Opponents of Jeremy Corbyn have accused the Labour leader of failing to protect them from intimidation, as a second MP launched a challenge for the leadership. Amid complaints from MPs about threats and online abuse, a member of Labour's National Executive Committee (NEC) said Mr Corbyn had failed to do enough to stop it.
Johanna Baxter said a number of NEC members at a meeting on Tuesday to determine if Mr Corbyn should automatically appear on the leadership ballot had faced bullying.
“Certain groups within the party published my personal contact details online; one of my colleagues has just recently had a stalker sectioned – she was in tears, she begged the leader for a secret ballot to protect her and also other colleagues who had received intimidating and bullying behaviour. And the thing that really upset me about that meeting was that the Labour Party leader voted against the proposal to have a secret ballot to protect colleagues,” she said.
Mr Corbyn has publicly condemned intimidation and abuse of his opponents within the party, adding that he had faced much abuse himself. But the atmosphere between the Labour leader’s supporters and most of his parliamentary party has become so sulphurous that his words are likely to have little impact on either side.

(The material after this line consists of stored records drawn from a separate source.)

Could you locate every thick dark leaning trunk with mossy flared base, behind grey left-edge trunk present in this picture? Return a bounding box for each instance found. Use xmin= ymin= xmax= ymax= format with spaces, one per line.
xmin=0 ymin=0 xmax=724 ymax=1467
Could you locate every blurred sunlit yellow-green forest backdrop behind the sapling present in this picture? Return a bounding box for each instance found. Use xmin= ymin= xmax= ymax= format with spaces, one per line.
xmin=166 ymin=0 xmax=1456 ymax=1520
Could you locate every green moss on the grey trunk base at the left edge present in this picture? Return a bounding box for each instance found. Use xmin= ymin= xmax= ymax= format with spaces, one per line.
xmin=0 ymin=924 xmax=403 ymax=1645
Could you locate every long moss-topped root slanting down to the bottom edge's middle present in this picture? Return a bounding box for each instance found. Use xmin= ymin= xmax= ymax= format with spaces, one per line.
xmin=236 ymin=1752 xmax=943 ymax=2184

Mr Corbyn faces a leadership contest following this week's challenge by former shadow business secretary Angela Eagle. She was joined on Wednesday by former work and pensions secretary Owen Smith, who only a few weeks ago expressed confidence in Mr Corbyn to lead the party into an election in 2020.

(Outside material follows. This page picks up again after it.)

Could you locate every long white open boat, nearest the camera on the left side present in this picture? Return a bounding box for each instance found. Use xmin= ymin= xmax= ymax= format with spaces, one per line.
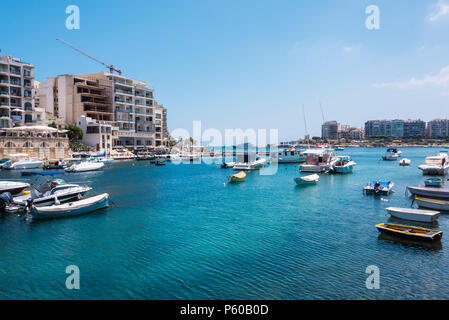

“Whilst Jeremy is a good man with great Labour values who has done a lot for this party and I think changed the debate in this country about our economy – he’s been right about lots of things - but he is not a leader who can lead us into an election and win for Labour,” Mr Smith told the BBC on Wednesday.
Ms Eagle has struggled to overcome her voting record, including support for the Iraq war in 2003 and for bombing Syria last year. Mr Smith, who was not an MP at the time of the Iraq war, is positioning himself to her left, and distancing himself from Mr Corbyn's most vociferous critics on the right of the party.

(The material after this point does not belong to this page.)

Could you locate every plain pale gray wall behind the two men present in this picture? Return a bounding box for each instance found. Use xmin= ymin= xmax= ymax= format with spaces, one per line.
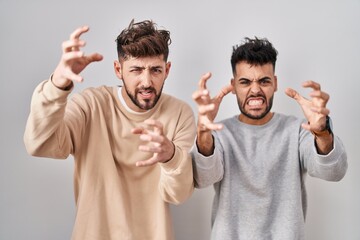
xmin=0 ymin=0 xmax=360 ymax=240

“I will stand in this election and I will do the decent thing and fight Jeremy Corbyn on the issues, just as he will do with me, and at the end of that I will stand behind whoever the leader is. But I hope and I expect it will be me,” he said.
“I refused to have any part in discussions, which have been destructive, from a small group of people on the right who, just like those on the left, it seems to me, are now prepared to let Labour split.”
The NEC on Tuesday agreed that Mr Corbyn will automatically appear on the leadership ballot but introduced restrictions on who will be able to vote in the contest, which his rivals hope will benefit them.